1816: Assessing Urate Deposition and Inflammation in the Vasculature of Gout Patients Using Dual Energy Computed Tomography and Positron Emission Tomography Pre and Post Pegloticase- a Pilot Study
Ira Khanna, Venkatesh Mani, Renata Pyzik, Audrey Kaufman, Wei Wei Chi, Emilia Bagiella, Philip Robson and Yousaf Ali, Icahn School of Medicine at Mount Sinai, New York, NY
Background/Purpose: Gout is the most common inflammatory arthritis, caused by hyperuricemia and subsequent deposition of aggregated monosodium urate (MSU) crystals in both articular and extra-articular regions. A strong association exists between hyperuricemia, gout and risk of cardiovascular disease. CT (DECT) has been shown to detect MSU deposition in vasculature of gout patients with correlation of tophus volume with cardiovascular risk. Vascular Positron Emission Tomography (PET/CT) has been extensively validated to measure arterial vessel wall inflammation. We postulate that uric acid deposits in the vasculature may cause local vascular inflammation. This could be a mechanism involved in theprogression of atherosclerosis and facilitate early onset of adverse cardiovascular events.
Methods: Ten patients with tophaceous gout who were either intolerant or refractory to urate lowering therapy were recruited. Patients were pre-treated with low dose immunomodulator (Azathioprine or Methotrexate) to prevent formation of anti-pegloticase antibodies and then were treated with pegloticase infusions every two weeks for 6 months. DECT and PET/CT were done at baseline and after 6 months of pegloticase to detect vascular MSU deposition (MSU volume) and vessel wall inflammation (Standard uptake value, SUV mean to assess systemic uptake across a vessel segment, SUV max to identify hotspots; Target-to-blood pool ratio, TBR mean and TBR max calculated by dividing the vascular wall SUV with the venous blood pool SUV mean, to correct for blood uptake) respectively.
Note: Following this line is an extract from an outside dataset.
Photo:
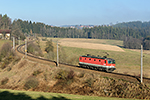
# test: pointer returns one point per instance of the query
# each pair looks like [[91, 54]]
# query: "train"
[[98, 63]]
Data were summarized using means and standard deviations. Comparisons of the baseline and follow-up values were conducted for each variable using mixed effect models.
Results: We found a statistically significant decrease in SUV mean (p=0.0003) and SUV max (p=0.0090) across all arteries studied after treatment with pegloticase. There was a trend for decrease in TBR mean and TBR max, which was not statistically significant. In terms of MSU deposition, we found a trend for decrease in MSU volume after treatment with pegloticase, which was not statistically significant.
Conclusion: We observed a statistically significant reduction in vessel wall inflammation (SUV mean and SUV max) along with a trend towards a decrease in MSU deposition (MSU volume) in tophaceous gout patients following treatment with pegloticase. Despite the small sample size of our study, we were able to demonstrate a decrease in both vessel wall inflammation and MSU deposition by aggressively lowering uric acid. These findings suggest a role of MSU in vascular inflammation and demonstrate a concomitant decrease in vessel inflammation as the serum urate level is depleted. It remains to be seen if this correlates to a decrease in adverse cardiovascular outcome. Figure 1- Bar charts showing decrease in MSU volume after treatment with Pegloticase (p=0.75), and decrease in SUV mean after treatment with Pegloticase (p=0.0003)
Figure 2- Representative PET/CT (left) and DECT images (right) from two axial locations in one patient. FDG uptake (orange overlay) shows inflammation in (A) the right iliac artery and (B) abdominal aorta (green arrow). On DECT, MSU deposits (green) are shown in the corresponding vessel walls (cross-hairs), with bone shown purple. In these locations, imaging shows a decrease in FDG uptake and MSU volume following treatment with Pegloticase.
Table 1- Results of mixed-effects-model analysis. Positive difference (Baseline-Follow up) represents decrease in value at follow up. We observed a statistically significant decrease in SUVmean (p=0.0003) and SUVmax (p=0.0090) at follow up and a trend towards decrease in TBRmean, TBRmax and MSU volume at follow up (not statistically significant). Disclosures: I. Khanna, None; V. Mani, None; R. Pyzik, None; A. Kaufman, None; W. Chi, None; E. Bagiella, None; P. Robson, None; Y. Ali, None.